Bukan baca teori panjang dulu—itu nanti.

Kamu akan lihat:
“Oh, peneliti ini pakai cross-sectional.”
“Oh, oh… ternyata yang ini pakai wawancara mendalam.”

Contoh nyata jauh lebih mudah dipahami daripada abstraksi teori.

3. Pelajari sedikit demi sedikit, jangan sekaligus

Metode penelitian itu kayak bahasa baru.
Kalau kamu baca semuanya sekaligus, pasti pusing.
Tapi kalau dibaca bertahap, lama-lama nyambung.

Mulai dari dasar:

  • tujuan metode

  • prosedur

  • cara analisis

  • contoh penerapan

Setelah itu baru masuk ke teknis.

4. Tanyakan ke dosen pembimbing, jangan tunggu “pasti paham dulu”

Banyak mahasiswa malu bertanya karena merasa belum paham.

Padahal justru sebaliknya.
Dosen tahu bahwa mahasiswa memang tidak akan langsung paham.

Kamu boleh bilang:

“Bu/Pak, saya sudah membaca bagian ini, tapi saya masih bingung di langkah X. Apakah boleh dibantu memantapkan arah metodenya?”

Sopan, jujur, dan jelas.

5. Jangan mengejar metode yang “keren”, tapi metode yang tepat

Beberapa mahasiswa ingin ada regresi, ANOVA, model struktural, atau fenomenologi transendental—padahal topiknya tidak butuh.
Metode bukan ajang unjuk kebolehan.
Metode adalah alat.
Dan alat yang tepat jauh lebih penting daripada alat yang kompleks.
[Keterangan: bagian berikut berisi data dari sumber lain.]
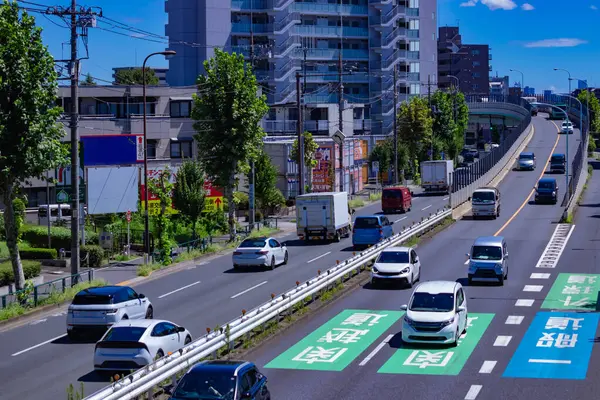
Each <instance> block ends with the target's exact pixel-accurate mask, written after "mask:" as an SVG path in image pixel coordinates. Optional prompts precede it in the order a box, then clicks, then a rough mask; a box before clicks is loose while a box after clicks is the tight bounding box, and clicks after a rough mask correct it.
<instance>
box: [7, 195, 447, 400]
mask: <svg viewBox="0 0 600 400" xmlns="http://www.w3.org/2000/svg"><path fill="white" fill-rule="evenodd" d="M447 204H448V197H447V196H435V197H431V196H415V197H414V198H413V207H412V210H411V211H410V212H408V213H406V214H394V215H390V216H389V219H390V221H395V222H396V223H395V226H394V230H395V231H396V232H398V231H400V230H401V229H402V226H403V225H409V224H411V223H413V222H417V221H420V220H421V218H422V217H425V216H428V215H429V214H430V213H432V212H435V211H436V210H438V209H441V208H443V207H445V206H446V205H447ZM380 211H381V207H380V204H379V203H375V204H371V205H369V206H367V207H364V208H362V209H360V210H357V214H356V215H369V214H374V213H376V212H380ZM280 240H281V241H286V242H287V245H288V250H289V263H288V265H286V266H280V267H278V268H277V269H275V270H274V271H267V270H263V269H256V270H251V271H248V272H245V271H242V272H239V271H234V270H233V268H232V264H231V254H227V255H223V256H220V257H216V258H213V259H210V261H209V262H207V261H204V260H200V261H199V262H198V263H197V265H196V266H192V267H190V269H184V270H182V271H179V272H176V273H173V274H170V275H167V276H164V277H162V278H160V279H157V280H150V281H147V282H142V283H140V284H139V285H137V286H135V289H136V290H137V291H138V292H139V293H144V294H145V295H146V296H148V297H149V298H150V300H151V301H152V303H153V305H154V310H155V313H154V316H155V318H160V319H168V320H171V321H173V322H175V323H177V324H180V325H183V326H185V327H186V328H188V329H189V330H190V332H191V333H192V334H193V335H195V336H200V335H202V334H204V333H205V332H206V328H207V327H210V328H212V329H214V328H215V327H216V326H217V325H220V324H224V323H226V322H228V321H230V320H232V319H233V318H235V317H237V316H239V315H240V314H241V311H242V309H251V308H253V307H255V306H258V305H259V304H261V303H263V302H265V301H267V300H269V299H270V294H271V293H276V294H278V293H281V292H283V291H284V290H287V289H289V288H291V287H293V286H294V285H295V282H296V281H304V280H307V279H309V278H311V277H312V276H314V275H316V273H317V270H319V269H322V270H324V269H326V268H328V267H330V266H332V265H334V264H335V262H336V260H344V259H346V258H348V257H349V256H350V255H351V253H352V249H351V246H352V244H351V240H350V239H343V240H342V241H341V242H340V243H332V244H310V245H306V244H305V243H304V242H301V241H299V240H297V237H296V236H295V235H290V236H288V237H284V238H280ZM98 275H99V276H100V277H102V278H104V279H107V280H108V281H109V282H112V283H119V282H121V281H124V280H129V279H131V278H133V277H134V276H135V272H134V270H132V269H131V268H125V269H124V270H119V269H111V270H104V271H100V272H99V273H98ZM65 314H66V312H65V309H64V308H63V309H57V311H56V312H54V313H50V314H49V315H44V316H39V317H37V318H38V319H37V320H35V321H32V322H30V323H29V324H27V325H23V326H20V327H16V328H14V329H10V330H6V331H4V332H2V333H0V375H1V376H2V377H3V385H2V396H1V397H2V399H6V400H9V399H23V398H27V399H59V398H63V397H64V393H65V389H66V387H67V386H68V385H69V383H73V384H75V385H76V386H77V385H78V383H77V382H78V381H82V382H84V384H85V391H86V393H87V394H90V393H92V392H94V391H96V390H98V389H100V388H101V387H103V386H105V385H106V384H107V381H106V380H105V379H103V378H101V377H100V376H98V375H97V374H95V373H93V371H92V367H93V351H94V343H95V341H94V340H90V341H89V342H87V343H72V342H70V341H69V339H68V338H67V337H66V335H65V331H66V326H65V319H66V315H65ZM32 377H34V379H32Z"/></svg>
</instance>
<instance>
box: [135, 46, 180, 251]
mask: <svg viewBox="0 0 600 400" xmlns="http://www.w3.org/2000/svg"><path fill="white" fill-rule="evenodd" d="M175 54H177V52H175V51H174V50H167V51H158V52H156V53H152V54H149V55H148V57H146V58H145V59H144V63H143V64H142V96H143V98H144V207H145V208H146V210H145V213H144V240H145V243H144V251H145V253H146V254H147V255H148V259H149V258H150V220H149V218H148V136H147V129H146V61H148V59H149V58H150V57H152V56H156V55H163V56H165V57H167V56H174V55H175Z"/></svg>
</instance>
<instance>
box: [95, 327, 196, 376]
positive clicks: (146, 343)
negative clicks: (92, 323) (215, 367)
mask: <svg viewBox="0 0 600 400" xmlns="http://www.w3.org/2000/svg"><path fill="white" fill-rule="evenodd" d="M191 342H192V335H191V334H190V332H189V331H188V330H187V329H185V328H184V327H183V326H178V325H175V324H174V323H172V322H169V321H163V320H157V319H146V320H125V321H121V322H119V323H116V324H114V325H113V326H112V327H111V328H110V329H109V330H108V331H107V332H106V333H105V334H104V336H103V337H102V339H100V341H99V342H98V343H96V348H95V350H94V370H97V371H129V370H132V369H139V368H141V367H143V366H146V365H148V364H151V363H152V362H153V361H154V360H155V359H158V358H162V357H164V356H165V354H168V353H173V352H175V351H177V350H179V349H180V348H182V347H183V346H185V345H187V344H190V343H191Z"/></svg>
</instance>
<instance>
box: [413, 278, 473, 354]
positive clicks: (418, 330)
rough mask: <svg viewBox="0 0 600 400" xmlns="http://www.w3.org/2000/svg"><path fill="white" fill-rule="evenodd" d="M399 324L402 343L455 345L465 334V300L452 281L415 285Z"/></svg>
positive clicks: (426, 282)
mask: <svg viewBox="0 0 600 400" xmlns="http://www.w3.org/2000/svg"><path fill="white" fill-rule="evenodd" d="M401 308H402V309H403V310H406V315H404V318H403V321H402V341H404V342H406V343H439V344H450V345H452V346H457V345H458V340H459V339H460V337H461V335H462V334H463V333H465V332H466V331H467V299H466V296H465V292H464V290H463V287H462V285H461V284H460V283H458V282H453V281H431V282H424V283H422V284H420V285H419V286H417V287H416V288H415V290H414V292H413V294H412V296H411V297H410V302H409V304H408V306H407V305H403V306H402V307H401Z"/></svg>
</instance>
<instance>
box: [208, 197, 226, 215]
mask: <svg viewBox="0 0 600 400" xmlns="http://www.w3.org/2000/svg"><path fill="white" fill-rule="evenodd" d="M217 209H219V210H222V209H223V197H222V196H221V197H207V198H206V202H205V203H204V212H213V211H217Z"/></svg>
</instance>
6. Kuasai dulu logikanya, baru teknisnya

Sering mahasiswa takut SPSS atau NVivo.
Padahal yang harus dipahami dulu adalah logika metodenya.

Misalnya:

  • Kalau hubungan → correlation.

  • Kalau perbandingan → uji beda.

  • Kalau makna → coding tematik.

Setelah logikanya paham, teknisnya jauh lebih mudah dipelajari.

Menguasai Metode dan Konten Sekaligus: Bisa!

Banyak mahasiswa merasa tidak mampu menguasai metode dan konten penelitian.
Padahal, keduanya justru saling melengkapi.

Konten membuatmu paham apa yang sedang kamu teliti.
Metode membuatmu paham bagaimana cara menelitinya.

Dan kamu tidak perlu jadi ahli dalam sehari.
Belajar skripsi itu bertahap:

  1. Pahami topikmu.

  2. Baru belajar metode yang cocok.

  3. Baru belajar langkah-langkah teknis.

Yang penting: konsisten, bukan sempurna.

Metode penelitian sering terasa menakutkan karena kita menganggapnya sesuatu yang besar dan rumit.

Padahal metode hanyalah cara untuk menemukan jawaban, bukan sesuatu yang harus mengintimidasi kita.

Skripsi bukan tentang jadi ahli statistik atau ahli filsafat kualitatif.
Skripsi adalah tentang bagaimana kamu bertumbuh melalui proses ilmiah.

Kamu boleh bingung.
Kamu boleh takut.
Tapi kamu juga harus tahu bahwa kamu bisa belajar.

Pelan-pelan.
Sedikit demi sedikit.

Karena pada akhirnya, metode penelitian akan berhenti terlihat rumit ketika kamu mulai memahaminya sebagai teman perjalanan—bukan musuh yang harus ditaklukkan.